Sociodemographic and clinical profiles of suicidal patients requiring admission to hospitals south of Durban
AbstractBackground: Suicidal behaviour has become a major public health concern worldwide. Non-fatal suicidal attempts outnumber fatal episodes by wide-ranging figures across, and within, many countries. Approximately 6 500 suicides and 130 000 suicide attempts occur annually in South Africa, with at least one suicide taking place every 40 seconds, compared to one suicide attempt every three seconds. It is more common for all forms of suicidal behaviour to occur in younger persons. This study aimed to analyse the characteristics of suicide attempters who were admitted to two community-based state hospitals in the south of Durban.

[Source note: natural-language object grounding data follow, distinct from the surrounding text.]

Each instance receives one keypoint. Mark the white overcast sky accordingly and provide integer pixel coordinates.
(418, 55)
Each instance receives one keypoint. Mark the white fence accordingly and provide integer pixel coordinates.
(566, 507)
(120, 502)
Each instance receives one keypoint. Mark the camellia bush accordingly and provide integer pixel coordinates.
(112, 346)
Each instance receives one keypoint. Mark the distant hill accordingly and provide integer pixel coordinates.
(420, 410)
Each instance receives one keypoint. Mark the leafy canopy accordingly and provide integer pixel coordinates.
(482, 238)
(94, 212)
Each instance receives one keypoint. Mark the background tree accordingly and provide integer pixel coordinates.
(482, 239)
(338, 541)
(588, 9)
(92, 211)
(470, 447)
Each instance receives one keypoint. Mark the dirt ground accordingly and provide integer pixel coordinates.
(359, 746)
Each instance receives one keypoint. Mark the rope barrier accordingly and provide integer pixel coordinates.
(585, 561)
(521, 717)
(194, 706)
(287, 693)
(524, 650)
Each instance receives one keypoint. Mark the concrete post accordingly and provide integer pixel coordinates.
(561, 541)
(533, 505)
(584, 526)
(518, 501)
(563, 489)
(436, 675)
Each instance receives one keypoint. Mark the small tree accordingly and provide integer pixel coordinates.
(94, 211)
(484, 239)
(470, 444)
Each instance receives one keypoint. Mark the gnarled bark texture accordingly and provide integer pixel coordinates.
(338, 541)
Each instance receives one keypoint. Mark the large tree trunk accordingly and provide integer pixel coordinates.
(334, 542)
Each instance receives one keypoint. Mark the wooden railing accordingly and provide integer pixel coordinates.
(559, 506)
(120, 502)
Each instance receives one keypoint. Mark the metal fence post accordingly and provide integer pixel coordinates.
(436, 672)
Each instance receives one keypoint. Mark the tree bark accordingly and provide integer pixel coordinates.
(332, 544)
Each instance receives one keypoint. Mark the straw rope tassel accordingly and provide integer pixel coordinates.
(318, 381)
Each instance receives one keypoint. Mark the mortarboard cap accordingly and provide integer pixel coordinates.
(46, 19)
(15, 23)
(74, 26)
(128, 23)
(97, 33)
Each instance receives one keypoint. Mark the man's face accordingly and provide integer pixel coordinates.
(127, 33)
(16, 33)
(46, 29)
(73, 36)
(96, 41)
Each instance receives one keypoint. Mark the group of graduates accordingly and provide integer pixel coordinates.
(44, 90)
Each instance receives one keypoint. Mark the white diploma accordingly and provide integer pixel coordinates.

Method: Adult patients presenting at two university-affiliated state hospitals, following a suicide attempt during a two-year period, were invited to participate in the study. A World Health Organization standardised questionnaire was used to collect basic data relating to the suicide attempt. All participants provided informed consent. Data were analysed using SPSS® version 19.
Results: The majority of the 688 participants were women who were young, single, unemployed, low-income earners, of Indian ethnicity, belonged to the Christian faith, and had a primary school education. Four hundred and thirty-eight participants (63.7%) suffered from varying levels of depression. The majority of suicide attempts (97.2%) had taken place
within the home environment of the attempters. Self-poisoning emerged as the dominant method that was used by 92.2% of all attempters.
Conclusion: Disturbing levels of non-fatal suicidal behaviour were found in all the population groups. A number of modifiable factors were identified. These have implications for healthcare policy planners and prevention strategies.